Friday, September 10, 2010

Software EULA's; Private Resale and the law

An important court ruling in the United States has much wider implications for users then they know; if you think buying that old copy of software such as an older version of Adobe Photoshop from an auction or because a company is going out of business think again.  The US court as passed a ruling which could change everything.  The case is Vernor v.
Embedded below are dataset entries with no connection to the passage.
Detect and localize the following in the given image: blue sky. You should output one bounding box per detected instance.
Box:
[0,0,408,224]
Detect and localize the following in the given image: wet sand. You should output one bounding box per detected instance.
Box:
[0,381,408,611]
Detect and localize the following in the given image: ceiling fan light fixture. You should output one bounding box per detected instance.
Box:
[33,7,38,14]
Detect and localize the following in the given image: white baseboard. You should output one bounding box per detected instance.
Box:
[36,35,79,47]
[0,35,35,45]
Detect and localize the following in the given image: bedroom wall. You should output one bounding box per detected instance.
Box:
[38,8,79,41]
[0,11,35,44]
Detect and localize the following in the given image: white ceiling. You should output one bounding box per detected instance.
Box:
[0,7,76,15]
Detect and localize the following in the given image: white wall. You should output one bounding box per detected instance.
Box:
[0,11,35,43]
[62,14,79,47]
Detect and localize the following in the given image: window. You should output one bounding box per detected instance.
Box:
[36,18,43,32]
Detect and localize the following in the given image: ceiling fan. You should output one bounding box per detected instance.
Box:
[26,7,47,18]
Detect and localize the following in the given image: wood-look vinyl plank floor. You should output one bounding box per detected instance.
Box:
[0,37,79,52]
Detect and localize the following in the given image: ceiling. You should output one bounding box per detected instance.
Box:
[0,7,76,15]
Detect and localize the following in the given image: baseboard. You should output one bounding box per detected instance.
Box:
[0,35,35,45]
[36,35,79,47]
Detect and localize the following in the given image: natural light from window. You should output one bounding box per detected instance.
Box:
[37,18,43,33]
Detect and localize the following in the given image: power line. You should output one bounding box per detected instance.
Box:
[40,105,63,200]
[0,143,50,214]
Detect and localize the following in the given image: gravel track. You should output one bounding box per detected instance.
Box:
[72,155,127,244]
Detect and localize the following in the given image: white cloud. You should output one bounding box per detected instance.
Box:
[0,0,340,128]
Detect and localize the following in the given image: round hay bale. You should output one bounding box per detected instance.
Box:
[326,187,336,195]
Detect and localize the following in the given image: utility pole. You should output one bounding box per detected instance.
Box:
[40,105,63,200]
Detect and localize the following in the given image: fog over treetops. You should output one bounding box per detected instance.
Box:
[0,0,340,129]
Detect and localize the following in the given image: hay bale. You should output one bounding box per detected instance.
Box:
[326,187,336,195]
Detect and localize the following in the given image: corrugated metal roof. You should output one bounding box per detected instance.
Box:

Autodesk is what set the president.  Autodesk was trying to keep Vernor from reselling software he got from a an architects office sale.  So for those of you selling software you purchased on Kijiji, EBay and Craigslist read this carefully!  In the Software EULA's such as in Autodesk and Electronic Arts's you can not transfer the software license, even if you physically own the disk and have a ligament serial number.

This ruling will probably have the following effect in the future:

  1. specifies that the user is granted a license or life time subscription
  2. significantly restricts the user’s ability to transfer the software or digital media
  3. imposes notable use restrictions


With this ruling I think you will start seeing a lot more EULA's and more notably digital media EULA's more emphasizing the purchaser as the licensee.  In essence this will end any ownership of digital media and software unless your the one holding the copyright to said item.  What does this mean for reselling computers?  Do you have to format that old windows 2000 machine or iMac and install linux if you want to sell it? (Ok that's not such a bad thing - I am referring to the installing LINUX folks!)  So what we have to do now is lobby our governments to allow for the transfer of these digital licensed.  For example if you father has a huge iTunes library and dies, you would not be allowed to take those songs any of them you wanted you would have to re-buy them; where if they were a physical disk they would be yours to do with as you wished.  What if someone bought a private company do you have to re-buy all the software because the software is technically licensed under the former owner?

I would like to think our governments can be trusted to handle these kind of issues, but based on their track records with copyright laws such as the DMCA in the US and Bill C-32 here in Canada and the ACTA Treaty I don't have much faith.  Write your elected representative, and let's make sure that our consumer writes are being protected because right now there not.